Nur bei den jetztigen Sauwetter hast Du wohl gar keine Change, schade ums Geld, warte lieber noch etwas.

Auj jeden Fall kannst Du Dir den Versuch in meiner Gallerie mal anschauen. Wenn Du Interesse hast, mache ich mal ein Foto von der Stelle, wie sie heute aussieht.


----------



## Teichforum.info (10. Juli 2004)

*...*

Hallo Jürgen,

ja gerne kannste mal ein Pic davon schiessen und zeigen.

Hatte die Samen ja mit meinen Sand/Lehm vermischt, war aber nicht so dolle ... sobald Regen kam war der wech, anscheindend iss der Lehmgehalt nich so viel.

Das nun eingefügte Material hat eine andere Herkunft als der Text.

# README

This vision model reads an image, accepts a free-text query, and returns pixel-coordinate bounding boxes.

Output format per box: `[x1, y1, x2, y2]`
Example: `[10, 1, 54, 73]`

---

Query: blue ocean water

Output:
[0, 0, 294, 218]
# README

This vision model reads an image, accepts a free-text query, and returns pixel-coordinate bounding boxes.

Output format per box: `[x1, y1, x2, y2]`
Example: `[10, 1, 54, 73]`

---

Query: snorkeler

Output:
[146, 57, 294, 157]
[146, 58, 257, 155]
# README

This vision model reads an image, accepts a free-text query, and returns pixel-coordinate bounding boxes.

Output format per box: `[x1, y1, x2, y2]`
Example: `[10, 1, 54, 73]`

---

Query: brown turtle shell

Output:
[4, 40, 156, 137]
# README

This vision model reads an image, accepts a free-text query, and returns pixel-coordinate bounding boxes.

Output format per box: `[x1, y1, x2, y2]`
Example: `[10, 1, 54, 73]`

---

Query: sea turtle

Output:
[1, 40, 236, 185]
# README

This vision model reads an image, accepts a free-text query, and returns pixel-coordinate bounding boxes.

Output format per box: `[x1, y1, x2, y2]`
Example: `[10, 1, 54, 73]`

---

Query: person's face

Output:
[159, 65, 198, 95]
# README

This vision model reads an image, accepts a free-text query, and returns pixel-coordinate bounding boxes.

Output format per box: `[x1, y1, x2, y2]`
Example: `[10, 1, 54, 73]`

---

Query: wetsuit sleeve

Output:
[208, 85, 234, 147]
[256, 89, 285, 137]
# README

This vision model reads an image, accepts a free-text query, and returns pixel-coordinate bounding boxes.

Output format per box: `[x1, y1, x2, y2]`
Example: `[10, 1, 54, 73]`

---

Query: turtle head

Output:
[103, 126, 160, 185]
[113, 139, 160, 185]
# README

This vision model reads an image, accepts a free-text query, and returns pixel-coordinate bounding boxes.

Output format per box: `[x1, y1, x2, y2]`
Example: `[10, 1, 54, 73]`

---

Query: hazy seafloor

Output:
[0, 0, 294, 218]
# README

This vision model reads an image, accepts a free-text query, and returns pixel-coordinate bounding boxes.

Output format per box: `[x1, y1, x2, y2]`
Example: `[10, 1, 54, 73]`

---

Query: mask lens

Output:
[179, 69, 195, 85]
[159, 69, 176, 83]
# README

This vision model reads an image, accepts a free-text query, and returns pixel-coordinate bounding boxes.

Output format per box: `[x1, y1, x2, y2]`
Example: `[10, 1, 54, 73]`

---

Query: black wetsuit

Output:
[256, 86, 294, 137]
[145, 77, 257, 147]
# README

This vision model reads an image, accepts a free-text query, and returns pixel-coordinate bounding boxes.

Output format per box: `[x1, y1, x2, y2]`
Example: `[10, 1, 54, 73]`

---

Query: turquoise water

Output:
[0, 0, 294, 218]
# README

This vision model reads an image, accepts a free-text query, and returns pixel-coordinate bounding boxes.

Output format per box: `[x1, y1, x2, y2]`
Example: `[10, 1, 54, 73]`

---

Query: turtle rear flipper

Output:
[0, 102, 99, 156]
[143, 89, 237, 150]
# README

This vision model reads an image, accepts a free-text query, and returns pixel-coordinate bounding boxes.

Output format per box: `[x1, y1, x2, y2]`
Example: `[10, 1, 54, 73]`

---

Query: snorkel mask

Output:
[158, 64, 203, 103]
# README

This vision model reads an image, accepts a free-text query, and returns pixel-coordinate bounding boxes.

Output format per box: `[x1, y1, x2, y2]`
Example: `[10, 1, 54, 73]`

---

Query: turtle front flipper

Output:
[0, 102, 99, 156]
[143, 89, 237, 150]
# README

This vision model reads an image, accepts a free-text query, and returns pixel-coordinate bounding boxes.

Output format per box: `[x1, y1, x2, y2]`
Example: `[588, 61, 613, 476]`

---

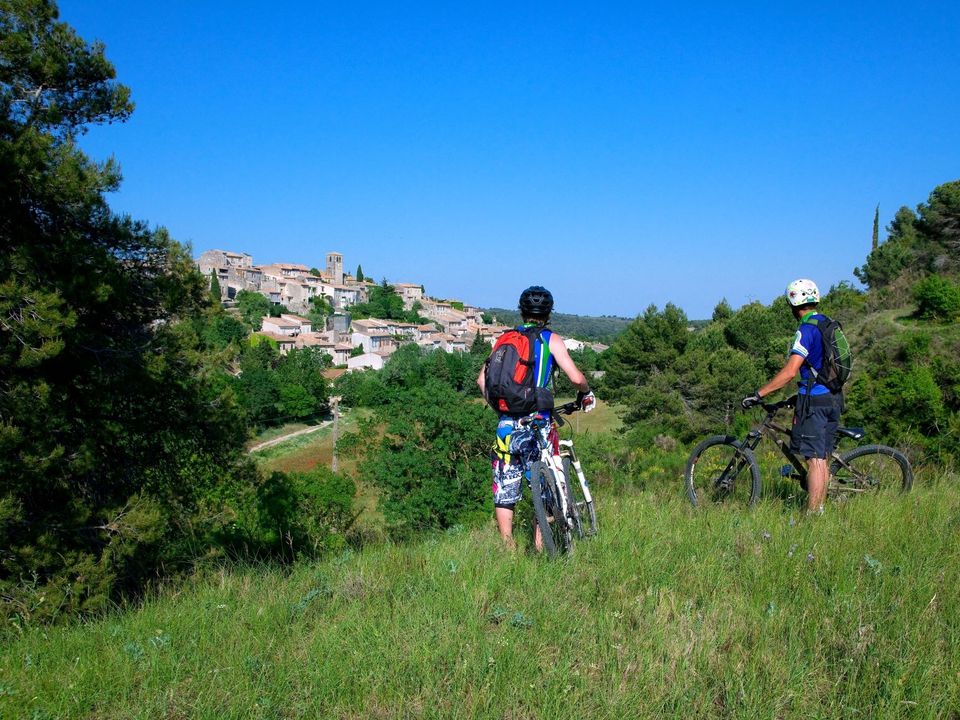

Es wächst schon teilweise was , gerade an den Rändern  ... aber nicht oben drauf  :cry: 

Vielleicht sollte ich die Moss-Yoghurt-Mischung mal probieren ...


----------



## Teichforum.info (10. Juli 2004)

Hallo Tommi,

hier sind die Bilder: auf einigen kannst Du gut das __ Moos sehen, dann wieder kleine Pflänzchen oder auch frisch aufgegangene Samen


----------



## Teichforum.info (10. Juli 2004)

... und hier der Rest


----------



## Teichforum.info (10. Juli 2004)

*....*

Wow und dat iss alles seid dem letzten Jahr gewachsen ? Heavy ... und schön zugleich ... danke für die Pics

Also, auf ein neues


----------



## Teichforum.info (10. Juli 2004)

Hallo,

auch hier das beliebte Spielchen: Wer findet die Ufermatte ? Einmal habe ich sie mit einem Pfeil gekennzeichnet   .

Beste Grüsse
Stefan


----------



## Teichforum.info (10. Juli 2004)

*...*

Hallo Stefan,

schön verkleidet die Matte ... :cry:  ... ich probiers nochmal, auf jeden Fall !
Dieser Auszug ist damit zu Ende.